Measuring transmitter power, do and don't
1. Since these power meters are broadband, and they have just a needle analogue meter to measure power (non selective), they not only measure power of the carrier, but the total power of the carrier plus the transmitter harmonics. If the transmitter output is not filtered, false readings (higher) would result from such measurements.
2. Unless a selective volt meter or a spectrum analyzer is used, actual power of the carrier (thus ignoring harmonics power) cannot be made.
3. If an effective LPF is used at the transmitter output, then the total measured power from a common power meter will be close enough to the actual carrier power, since harmonics will be much attenuated.
4. One way to measure power with the scope (assumming a harmonics-free signal), from a 50R transmitter, is to terminate the transmitter with a 50R non-inductive dummy load and then measure the voltage accross this load, from the 1M scope port (not the 50R!). The power measurement then will be done like directly measuring with a a scope having an input of 50R.
Please tell me if my thoughts are correct on each of the above points.
Thanks
Yes, you are right in all points. A good transmitter should have a LPF at its output to attenuate harmonics, then a power meter will indicate only the desired carrier power.
Using a power divider is also correct, and all its ports should be terminated in 50 Ohms. The oscilloscope input is often 1 MegaOhm, so a 50 Ohm termination should be attached.

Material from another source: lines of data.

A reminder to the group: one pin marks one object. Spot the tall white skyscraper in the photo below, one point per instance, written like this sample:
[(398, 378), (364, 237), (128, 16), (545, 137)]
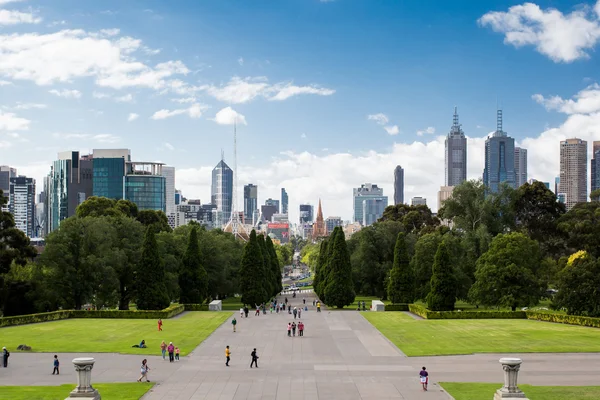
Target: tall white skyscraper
[(520, 167)]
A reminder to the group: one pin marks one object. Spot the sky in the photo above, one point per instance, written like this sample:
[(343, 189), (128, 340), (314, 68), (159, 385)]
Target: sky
[(326, 95)]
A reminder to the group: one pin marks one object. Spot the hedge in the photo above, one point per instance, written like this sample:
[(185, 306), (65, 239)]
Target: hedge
[(564, 319), (397, 307)]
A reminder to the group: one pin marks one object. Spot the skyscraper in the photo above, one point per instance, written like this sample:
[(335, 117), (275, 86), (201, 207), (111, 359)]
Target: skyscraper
[(398, 185), (456, 154), (499, 158), (595, 167), (284, 201), (250, 203), (221, 194), (22, 204), (573, 171), (520, 167)]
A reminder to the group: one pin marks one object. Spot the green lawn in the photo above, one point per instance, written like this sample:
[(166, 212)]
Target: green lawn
[(456, 336), (108, 391), (104, 335), (478, 391)]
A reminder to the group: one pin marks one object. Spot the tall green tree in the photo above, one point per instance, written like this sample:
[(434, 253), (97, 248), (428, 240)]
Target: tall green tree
[(443, 282), (339, 289), (506, 274), (400, 286), (150, 278), (193, 280), (250, 272)]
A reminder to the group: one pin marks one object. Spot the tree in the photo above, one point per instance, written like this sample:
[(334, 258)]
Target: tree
[(506, 273), (193, 280), (443, 283), (339, 290), (151, 290), (251, 276), (400, 287), (578, 285)]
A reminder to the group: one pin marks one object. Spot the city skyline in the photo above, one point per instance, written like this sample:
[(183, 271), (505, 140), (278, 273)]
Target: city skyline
[(195, 85)]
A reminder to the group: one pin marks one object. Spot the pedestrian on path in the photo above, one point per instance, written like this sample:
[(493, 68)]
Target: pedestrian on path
[(424, 378), (144, 370), (171, 350), (163, 349), (227, 356), (56, 364), (254, 358)]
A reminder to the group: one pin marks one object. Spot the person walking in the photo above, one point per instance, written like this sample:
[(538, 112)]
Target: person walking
[(163, 349), (171, 350), (227, 356), (56, 364), (254, 358), (144, 370), (424, 375)]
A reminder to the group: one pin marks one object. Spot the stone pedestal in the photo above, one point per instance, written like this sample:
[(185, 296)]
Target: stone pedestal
[(510, 390), (84, 389)]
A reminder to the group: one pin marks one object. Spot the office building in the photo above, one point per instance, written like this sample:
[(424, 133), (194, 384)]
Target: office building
[(373, 209), (109, 171), (573, 171), (456, 154), (221, 194), (595, 167), (145, 185), (22, 204), (306, 213), (169, 174), (398, 185), (284, 201), (418, 201), (365, 192), (520, 167), (499, 159), (250, 203)]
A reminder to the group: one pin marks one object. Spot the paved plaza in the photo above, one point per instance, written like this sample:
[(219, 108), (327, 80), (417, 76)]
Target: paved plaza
[(341, 356)]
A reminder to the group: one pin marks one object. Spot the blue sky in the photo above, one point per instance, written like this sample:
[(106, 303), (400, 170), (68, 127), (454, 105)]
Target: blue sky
[(304, 76)]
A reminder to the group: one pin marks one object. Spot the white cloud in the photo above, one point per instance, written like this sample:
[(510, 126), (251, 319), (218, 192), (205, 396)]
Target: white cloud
[(11, 17), (194, 111), (587, 101), (242, 90), (10, 122), (66, 93), (561, 37), (228, 116), (430, 130)]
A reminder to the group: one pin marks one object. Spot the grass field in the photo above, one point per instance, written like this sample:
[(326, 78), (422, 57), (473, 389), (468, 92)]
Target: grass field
[(113, 335), (478, 391), (447, 337), (108, 391)]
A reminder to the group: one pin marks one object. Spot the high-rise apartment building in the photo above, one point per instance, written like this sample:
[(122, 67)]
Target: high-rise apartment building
[(365, 192), (520, 166), (499, 158), (306, 213), (250, 203), (145, 185), (169, 174), (22, 204), (398, 185), (284, 201), (595, 167), (456, 154), (221, 194), (573, 171)]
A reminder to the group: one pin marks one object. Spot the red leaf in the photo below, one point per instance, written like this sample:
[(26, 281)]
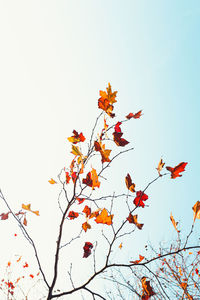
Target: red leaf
[(130, 185), (140, 197), (176, 170), (73, 215), (87, 249), (117, 128), (119, 141)]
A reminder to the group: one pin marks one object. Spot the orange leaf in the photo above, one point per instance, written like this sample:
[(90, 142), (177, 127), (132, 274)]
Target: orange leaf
[(119, 141), (52, 181), (104, 218), (76, 138), (176, 170), (130, 185), (137, 261), (86, 226), (133, 219)]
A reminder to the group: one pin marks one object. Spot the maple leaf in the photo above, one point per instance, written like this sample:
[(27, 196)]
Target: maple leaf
[(119, 141), (52, 181), (104, 152), (133, 219), (135, 116), (130, 185), (4, 216), (28, 207), (80, 200), (76, 151), (140, 197), (160, 166), (76, 138), (67, 176), (87, 211), (73, 215), (87, 249), (196, 210), (175, 172), (117, 127), (174, 223), (146, 288), (86, 226), (104, 218), (137, 261)]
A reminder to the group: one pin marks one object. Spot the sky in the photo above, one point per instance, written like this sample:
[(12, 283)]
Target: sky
[(55, 56)]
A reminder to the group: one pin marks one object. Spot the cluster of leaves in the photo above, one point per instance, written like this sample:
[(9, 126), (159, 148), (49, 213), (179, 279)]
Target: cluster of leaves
[(78, 183)]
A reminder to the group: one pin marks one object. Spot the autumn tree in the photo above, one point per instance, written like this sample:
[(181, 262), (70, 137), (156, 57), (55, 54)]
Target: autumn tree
[(91, 228)]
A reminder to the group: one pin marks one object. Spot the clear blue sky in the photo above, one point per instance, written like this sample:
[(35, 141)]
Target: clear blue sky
[(56, 55)]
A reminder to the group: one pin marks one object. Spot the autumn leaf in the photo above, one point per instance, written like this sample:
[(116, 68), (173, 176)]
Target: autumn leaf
[(119, 141), (104, 218), (146, 287), (160, 166), (88, 179), (117, 127), (87, 211), (140, 197), (137, 261), (175, 172), (86, 226), (28, 207), (76, 138), (94, 178), (130, 185), (73, 215), (76, 151), (52, 181), (87, 249), (174, 223), (4, 216), (196, 210), (104, 152), (80, 200), (133, 219), (135, 116)]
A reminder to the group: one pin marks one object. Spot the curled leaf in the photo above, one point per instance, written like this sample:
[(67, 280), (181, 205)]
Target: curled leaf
[(175, 172)]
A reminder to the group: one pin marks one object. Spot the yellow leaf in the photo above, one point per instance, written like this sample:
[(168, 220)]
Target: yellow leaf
[(52, 181)]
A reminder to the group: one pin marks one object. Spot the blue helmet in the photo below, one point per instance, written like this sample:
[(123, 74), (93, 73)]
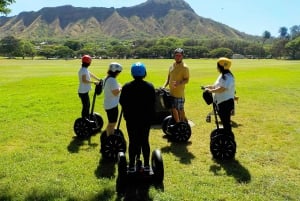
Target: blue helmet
[(138, 70)]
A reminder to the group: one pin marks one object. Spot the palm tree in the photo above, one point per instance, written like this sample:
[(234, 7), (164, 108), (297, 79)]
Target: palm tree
[(266, 35), (283, 33)]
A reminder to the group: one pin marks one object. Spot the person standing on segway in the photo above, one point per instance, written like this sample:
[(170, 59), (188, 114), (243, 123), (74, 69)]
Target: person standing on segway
[(223, 92), (138, 104), (85, 81), (178, 77), (112, 90)]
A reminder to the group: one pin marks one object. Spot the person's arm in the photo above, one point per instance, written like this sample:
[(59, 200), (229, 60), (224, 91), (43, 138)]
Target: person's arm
[(84, 80), (217, 90), (94, 76), (116, 92), (167, 81)]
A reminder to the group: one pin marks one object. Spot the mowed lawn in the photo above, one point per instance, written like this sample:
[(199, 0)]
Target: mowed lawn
[(40, 159)]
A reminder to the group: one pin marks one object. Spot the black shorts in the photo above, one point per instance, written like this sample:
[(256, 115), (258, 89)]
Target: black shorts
[(112, 114)]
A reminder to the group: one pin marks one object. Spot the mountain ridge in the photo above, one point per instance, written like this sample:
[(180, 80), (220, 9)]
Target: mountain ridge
[(151, 19)]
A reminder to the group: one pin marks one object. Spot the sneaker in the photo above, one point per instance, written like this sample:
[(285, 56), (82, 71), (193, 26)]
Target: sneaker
[(147, 168)]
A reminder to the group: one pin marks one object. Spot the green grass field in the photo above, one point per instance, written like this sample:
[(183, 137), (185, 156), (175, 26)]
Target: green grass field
[(41, 160)]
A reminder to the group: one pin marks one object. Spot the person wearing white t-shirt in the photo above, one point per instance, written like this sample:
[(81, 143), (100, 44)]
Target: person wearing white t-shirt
[(85, 82), (223, 91), (112, 91)]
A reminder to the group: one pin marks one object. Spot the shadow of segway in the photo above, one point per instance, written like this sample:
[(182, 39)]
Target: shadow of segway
[(77, 142), (106, 169), (232, 168), (180, 151)]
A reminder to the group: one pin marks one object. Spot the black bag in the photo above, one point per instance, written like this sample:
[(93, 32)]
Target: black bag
[(99, 87), (207, 97)]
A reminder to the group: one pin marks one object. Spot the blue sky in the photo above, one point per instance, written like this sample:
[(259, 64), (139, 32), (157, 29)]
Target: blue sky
[(249, 16)]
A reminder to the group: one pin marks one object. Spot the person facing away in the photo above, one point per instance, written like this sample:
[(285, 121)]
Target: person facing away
[(85, 81), (112, 90), (178, 77), (223, 91), (138, 103)]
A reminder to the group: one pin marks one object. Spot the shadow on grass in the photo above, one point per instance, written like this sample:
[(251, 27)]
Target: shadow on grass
[(76, 143), (232, 168), (106, 169), (56, 194), (180, 151), (138, 190)]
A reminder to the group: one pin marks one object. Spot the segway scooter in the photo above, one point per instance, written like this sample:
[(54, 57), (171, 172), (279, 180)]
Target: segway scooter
[(222, 145), (113, 144), (86, 127), (155, 175)]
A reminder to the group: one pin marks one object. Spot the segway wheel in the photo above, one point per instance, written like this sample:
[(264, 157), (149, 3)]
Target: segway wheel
[(222, 147), (122, 173), (112, 146), (82, 128), (98, 123), (166, 123), (157, 166), (220, 131), (181, 132)]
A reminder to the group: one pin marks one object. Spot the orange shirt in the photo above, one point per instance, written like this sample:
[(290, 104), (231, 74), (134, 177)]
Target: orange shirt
[(178, 72)]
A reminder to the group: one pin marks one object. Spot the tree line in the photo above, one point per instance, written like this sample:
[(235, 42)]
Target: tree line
[(286, 45)]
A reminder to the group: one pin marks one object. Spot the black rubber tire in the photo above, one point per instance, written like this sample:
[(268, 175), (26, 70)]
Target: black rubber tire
[(112, 145), (99, 123), (222, 146)]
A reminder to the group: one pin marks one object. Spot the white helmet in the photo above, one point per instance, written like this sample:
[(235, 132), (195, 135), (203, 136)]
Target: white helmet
[(114, 67)]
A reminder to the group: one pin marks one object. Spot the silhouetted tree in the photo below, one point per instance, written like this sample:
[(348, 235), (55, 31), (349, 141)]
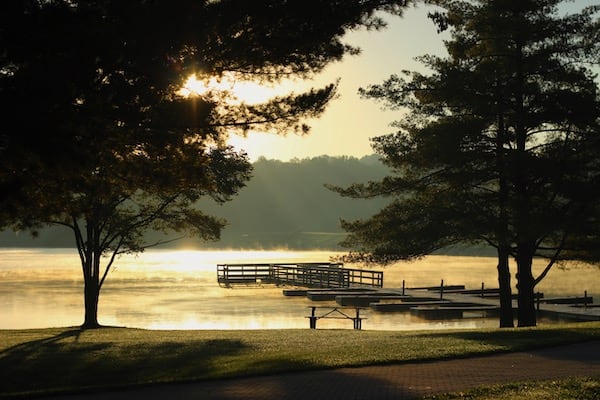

The best method combines the power divider with a calibrated spectrum analyzer, so you can measure reliably the desired carrier power as well as the harmonics (and other possible spurs).
Care must be taken not to exceed SA input power as this may generate harmonics and spurs.
This combination is preferable as it allows you to monitor the correct PS adjustment and load matching to an antenna or another load.
You didn't talk about frequency range. A RF voltage measurement with a high impedance oscilloscope input might introduce all kinds of measurement errors, e.g. due to standing waves. Preferably, you'll use an attenuator with respective power rating and an oscilloscope with 50 ohm input. Lower SW band could work with high impedance input though.
To be legally operated, a transmitter requires harmonic filtering to at least -40 dBc. A wide band power measurement after the output filter should give accurate results.
It is basically HF (0-30MHz). As said, I already terminate the transmitter with a 50R dummy load, so the 1M scope input parallel to it, will yeld to a very close to 50R input impedance. So I think we could roughly say that the measurements are done on 50R, like having a 50R scope input. Do you think that standing waves on HF with this conficuration, can cause a huge readings error?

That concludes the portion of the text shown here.